Koret Board Co-President Dr. Anita Friedman and Director Yoav Potash pose at the premiere of “Among Neighbors” at the 2024 Warsaw Jewish Film Festival. Photo copyright Warsaw Jewish Film Festival/Maciej Jaźwiecki

This November, the new film “Among Neighbors” premiered at the Warsaw Jewish Film Festival. The film was executive produced by Koret Board Co-President Dr. Anita Friedman.

Combining evocative hand-drawn animation with revelatory interviews and verité footage, “Among Neighbors” examines Jewish-Polish relations through the story of Gniewoszów, a small, rural town where Jews and Polish Catholics lived side by side for centuries. At its core, the film zeroes in on the last living Holocaust survivor from the town, and an aging eyewitness who saw Jews murdered there — not by Nazis, but by her own Polish neighbors.
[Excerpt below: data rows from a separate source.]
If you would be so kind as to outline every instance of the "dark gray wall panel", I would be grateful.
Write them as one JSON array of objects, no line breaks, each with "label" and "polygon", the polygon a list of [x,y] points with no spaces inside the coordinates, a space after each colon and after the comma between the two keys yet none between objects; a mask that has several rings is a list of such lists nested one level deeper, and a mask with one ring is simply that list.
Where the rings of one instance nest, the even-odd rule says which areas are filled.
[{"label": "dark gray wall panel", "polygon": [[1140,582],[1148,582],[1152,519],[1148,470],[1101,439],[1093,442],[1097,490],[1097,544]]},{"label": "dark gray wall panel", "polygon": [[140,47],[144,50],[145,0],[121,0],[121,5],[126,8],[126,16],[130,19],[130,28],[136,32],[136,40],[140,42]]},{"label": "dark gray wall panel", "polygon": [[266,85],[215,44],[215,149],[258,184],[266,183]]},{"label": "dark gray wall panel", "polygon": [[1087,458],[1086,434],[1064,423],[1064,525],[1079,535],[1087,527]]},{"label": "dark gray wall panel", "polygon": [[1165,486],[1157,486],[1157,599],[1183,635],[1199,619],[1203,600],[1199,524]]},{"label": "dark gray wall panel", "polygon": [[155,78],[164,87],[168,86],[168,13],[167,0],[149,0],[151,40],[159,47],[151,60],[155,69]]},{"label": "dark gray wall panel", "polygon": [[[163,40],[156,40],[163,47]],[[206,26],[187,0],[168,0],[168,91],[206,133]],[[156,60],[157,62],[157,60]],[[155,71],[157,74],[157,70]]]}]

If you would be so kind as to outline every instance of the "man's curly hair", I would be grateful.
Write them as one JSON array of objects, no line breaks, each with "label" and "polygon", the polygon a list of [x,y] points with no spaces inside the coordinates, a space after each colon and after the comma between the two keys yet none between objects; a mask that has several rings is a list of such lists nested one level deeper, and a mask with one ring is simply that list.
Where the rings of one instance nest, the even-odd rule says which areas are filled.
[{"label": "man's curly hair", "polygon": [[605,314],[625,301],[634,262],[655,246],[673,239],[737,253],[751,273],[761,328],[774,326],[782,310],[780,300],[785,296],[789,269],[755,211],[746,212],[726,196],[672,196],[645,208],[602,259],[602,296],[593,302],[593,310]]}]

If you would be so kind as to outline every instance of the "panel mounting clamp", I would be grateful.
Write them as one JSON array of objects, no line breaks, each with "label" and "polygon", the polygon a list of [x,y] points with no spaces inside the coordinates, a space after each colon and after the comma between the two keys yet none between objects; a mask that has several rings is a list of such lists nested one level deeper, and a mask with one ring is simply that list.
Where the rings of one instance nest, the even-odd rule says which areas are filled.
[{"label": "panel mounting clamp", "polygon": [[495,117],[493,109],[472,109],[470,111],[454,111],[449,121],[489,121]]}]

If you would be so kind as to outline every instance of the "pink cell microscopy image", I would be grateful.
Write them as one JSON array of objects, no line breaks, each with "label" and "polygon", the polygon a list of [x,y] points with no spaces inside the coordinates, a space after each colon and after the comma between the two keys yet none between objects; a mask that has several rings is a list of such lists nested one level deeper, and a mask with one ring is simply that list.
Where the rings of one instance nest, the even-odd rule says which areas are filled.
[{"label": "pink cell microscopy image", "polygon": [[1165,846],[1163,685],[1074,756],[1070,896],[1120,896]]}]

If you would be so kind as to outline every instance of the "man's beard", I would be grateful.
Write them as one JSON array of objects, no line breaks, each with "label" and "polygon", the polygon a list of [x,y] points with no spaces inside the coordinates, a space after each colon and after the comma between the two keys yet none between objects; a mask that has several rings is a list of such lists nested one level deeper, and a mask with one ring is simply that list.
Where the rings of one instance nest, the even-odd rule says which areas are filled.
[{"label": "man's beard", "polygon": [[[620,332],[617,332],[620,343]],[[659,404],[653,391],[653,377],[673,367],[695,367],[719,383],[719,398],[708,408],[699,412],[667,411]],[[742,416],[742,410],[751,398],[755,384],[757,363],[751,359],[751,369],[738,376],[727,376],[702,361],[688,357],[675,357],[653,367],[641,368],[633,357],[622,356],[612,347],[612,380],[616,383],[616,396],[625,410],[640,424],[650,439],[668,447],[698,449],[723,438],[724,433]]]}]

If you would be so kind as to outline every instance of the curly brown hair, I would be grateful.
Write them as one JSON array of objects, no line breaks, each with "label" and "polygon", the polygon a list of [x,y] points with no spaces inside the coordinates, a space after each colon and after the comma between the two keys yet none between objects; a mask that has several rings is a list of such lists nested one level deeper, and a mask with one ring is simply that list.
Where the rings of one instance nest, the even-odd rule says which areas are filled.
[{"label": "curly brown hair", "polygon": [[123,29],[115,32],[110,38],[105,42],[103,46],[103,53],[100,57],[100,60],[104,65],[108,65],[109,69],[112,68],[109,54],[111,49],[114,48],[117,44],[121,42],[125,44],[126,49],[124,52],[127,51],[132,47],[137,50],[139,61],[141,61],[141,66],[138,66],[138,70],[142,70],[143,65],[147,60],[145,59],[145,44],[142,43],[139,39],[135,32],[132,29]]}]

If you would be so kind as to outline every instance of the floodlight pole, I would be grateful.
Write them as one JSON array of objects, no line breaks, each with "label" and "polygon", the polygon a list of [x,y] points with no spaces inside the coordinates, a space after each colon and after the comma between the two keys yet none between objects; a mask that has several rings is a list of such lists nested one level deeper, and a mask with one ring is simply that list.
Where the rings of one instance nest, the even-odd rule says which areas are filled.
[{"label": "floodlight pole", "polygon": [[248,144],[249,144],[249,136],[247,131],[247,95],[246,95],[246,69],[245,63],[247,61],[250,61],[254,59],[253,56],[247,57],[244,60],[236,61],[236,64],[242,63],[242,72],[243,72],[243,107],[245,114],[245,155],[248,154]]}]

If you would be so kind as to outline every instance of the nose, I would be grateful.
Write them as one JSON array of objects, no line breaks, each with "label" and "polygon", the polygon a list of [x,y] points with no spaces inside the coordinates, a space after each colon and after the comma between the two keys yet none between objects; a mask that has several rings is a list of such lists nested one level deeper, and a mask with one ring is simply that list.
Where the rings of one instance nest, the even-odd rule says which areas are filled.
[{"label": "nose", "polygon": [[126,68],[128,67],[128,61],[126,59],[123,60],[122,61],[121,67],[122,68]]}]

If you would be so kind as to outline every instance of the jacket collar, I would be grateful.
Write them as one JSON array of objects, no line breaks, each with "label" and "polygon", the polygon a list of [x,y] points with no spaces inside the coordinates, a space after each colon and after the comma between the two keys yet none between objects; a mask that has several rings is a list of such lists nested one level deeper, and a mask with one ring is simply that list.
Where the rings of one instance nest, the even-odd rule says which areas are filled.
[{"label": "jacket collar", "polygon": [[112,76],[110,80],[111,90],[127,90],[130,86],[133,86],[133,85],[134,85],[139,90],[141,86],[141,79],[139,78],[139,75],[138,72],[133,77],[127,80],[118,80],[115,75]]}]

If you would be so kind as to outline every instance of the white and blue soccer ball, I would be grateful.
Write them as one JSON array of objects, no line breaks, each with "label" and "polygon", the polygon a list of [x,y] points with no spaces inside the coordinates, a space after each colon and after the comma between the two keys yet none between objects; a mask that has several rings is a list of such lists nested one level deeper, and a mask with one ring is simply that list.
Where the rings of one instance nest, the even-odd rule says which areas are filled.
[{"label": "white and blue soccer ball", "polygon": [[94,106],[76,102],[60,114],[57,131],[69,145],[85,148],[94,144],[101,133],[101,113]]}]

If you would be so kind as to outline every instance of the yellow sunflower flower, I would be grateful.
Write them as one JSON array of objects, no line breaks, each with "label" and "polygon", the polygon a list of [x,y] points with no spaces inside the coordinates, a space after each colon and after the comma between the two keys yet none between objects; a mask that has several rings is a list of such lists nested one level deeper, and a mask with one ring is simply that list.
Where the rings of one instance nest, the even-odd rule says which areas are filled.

Today, all signs of Jewish life in the small town of Gniewoszów have vanished — even the Jewish tombstones disappeared, having been stolen from the destroyed cemetery. Now, a lifetime after the Holocaust, award-winning American filmmaker Yoav Potash (“Crime After Crime,” Sundance Film Festival) unearths the deepest mysteries of this town, revealing both the love and the hatred that local Poles felt for their Jewish neighbors. The town’s oldest residents, in the twilight of their days, divulge secrets held their entire lives, and their stories come to life in stunning animated scenes, accented by artful touches of magical realism. Ultimately, their collective, heartfelt account lays bare the manner in which ordinary Polish townsfolk made life and death choices about their Jewish neighbors, with decisions that reflect both the very best and the very worst of human nature. As this history is now questioned and whitewashed in favor of a more “patriotic” and politically popular narrative, “Among Neighbors” shows how true patriotism means embracing the truth, no matter how painful it may be.